"Kami menuntut agar MPU yang jadi masalah dilarang beroperasi dulu. Karena sudah lama dia pindah trayek ke jurusan Bondowoso," kata Mawardi, seorang sopir MPU.
Keterangan yang dihimpun detikcom menyebutkan, para sopir memprotes beroperasinya MPU bernopol P 7050 UE di trayek Situbondo-Banyuwangi. MPU ini dinilai seenaknya pindah trayek, karena sebelumnya beroperasi di trayek Situbondo-Bondowoso. Para sopir menuntut agar MPU ini dilarang beroperasi.
Akibat aksi mogok para sopir ini, banyak penumpang jurusan Banyuwangi yang keleleran. Tak terkecuali para siswa yang hendak berangkat sekolah.
"Saya sudah dari tadi gak dapat tumpangan, mas. Ini sudah jam 08.00, jelas telat masuk sekolah," ujar siswa SMAN 1 Kapongan.

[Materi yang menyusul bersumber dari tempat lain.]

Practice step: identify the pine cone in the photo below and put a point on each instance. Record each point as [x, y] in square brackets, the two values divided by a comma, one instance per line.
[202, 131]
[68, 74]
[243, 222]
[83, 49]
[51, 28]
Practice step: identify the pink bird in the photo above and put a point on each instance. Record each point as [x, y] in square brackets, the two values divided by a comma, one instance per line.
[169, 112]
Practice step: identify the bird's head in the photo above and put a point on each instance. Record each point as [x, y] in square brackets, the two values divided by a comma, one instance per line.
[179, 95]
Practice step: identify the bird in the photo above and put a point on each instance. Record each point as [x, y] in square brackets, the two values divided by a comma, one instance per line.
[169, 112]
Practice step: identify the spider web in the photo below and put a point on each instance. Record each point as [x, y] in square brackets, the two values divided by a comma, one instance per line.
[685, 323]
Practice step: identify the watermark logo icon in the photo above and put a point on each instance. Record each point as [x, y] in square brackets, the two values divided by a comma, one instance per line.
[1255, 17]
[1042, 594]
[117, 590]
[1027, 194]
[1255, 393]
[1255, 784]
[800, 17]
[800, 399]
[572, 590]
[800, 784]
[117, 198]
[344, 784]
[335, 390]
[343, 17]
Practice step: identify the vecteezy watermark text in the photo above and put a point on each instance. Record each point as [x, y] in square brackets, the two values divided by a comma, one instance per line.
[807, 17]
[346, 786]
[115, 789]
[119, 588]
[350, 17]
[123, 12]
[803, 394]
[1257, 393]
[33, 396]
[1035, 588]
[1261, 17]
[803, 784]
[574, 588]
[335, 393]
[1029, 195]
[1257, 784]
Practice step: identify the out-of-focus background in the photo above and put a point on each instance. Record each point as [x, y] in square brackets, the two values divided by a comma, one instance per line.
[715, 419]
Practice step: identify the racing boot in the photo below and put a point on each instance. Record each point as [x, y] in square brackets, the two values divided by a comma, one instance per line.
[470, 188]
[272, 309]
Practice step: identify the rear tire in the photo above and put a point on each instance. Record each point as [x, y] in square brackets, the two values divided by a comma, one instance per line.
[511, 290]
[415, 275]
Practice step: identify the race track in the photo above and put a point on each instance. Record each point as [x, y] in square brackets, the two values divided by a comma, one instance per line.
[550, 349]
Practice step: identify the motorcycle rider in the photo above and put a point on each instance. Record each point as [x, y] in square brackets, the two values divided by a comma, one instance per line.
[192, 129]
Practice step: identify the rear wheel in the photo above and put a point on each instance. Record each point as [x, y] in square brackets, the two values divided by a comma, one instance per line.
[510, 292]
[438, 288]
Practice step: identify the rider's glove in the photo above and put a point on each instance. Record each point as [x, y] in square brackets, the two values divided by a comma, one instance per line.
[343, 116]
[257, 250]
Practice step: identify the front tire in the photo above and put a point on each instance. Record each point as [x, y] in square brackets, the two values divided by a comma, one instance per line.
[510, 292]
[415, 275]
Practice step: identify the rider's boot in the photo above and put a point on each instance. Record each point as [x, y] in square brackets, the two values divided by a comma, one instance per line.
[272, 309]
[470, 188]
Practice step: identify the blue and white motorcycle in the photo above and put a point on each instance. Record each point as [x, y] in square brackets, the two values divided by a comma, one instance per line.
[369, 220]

Aksi mogok para sopir ini menyita perhatian dari pejabat forum lalu lintas dan angkutan jalan Situbondo. Kasatlantas AKP Budi Handoko dan Kepala Dinas Perhubungan Situbondo Lutfi Joko Prihatin, ikut turun menemui para sopir. Aksi mogok para baru berakhir, setelah Lutfi memastikan MPU yang disoal untuk tidak dioperasikan dulu. Setidaknya sampai menunggu peremajaan trayek.
"Kami juga minta sopir segera menghentikan aksi mogoknya, kasihan calon penumpang. Lagi pula mereka khan niat cari nafkah. Kalau mogok begini khan pulang gak bawa uang untuk keluarganya," tandas Kasatlantas AKP Budi Handoko.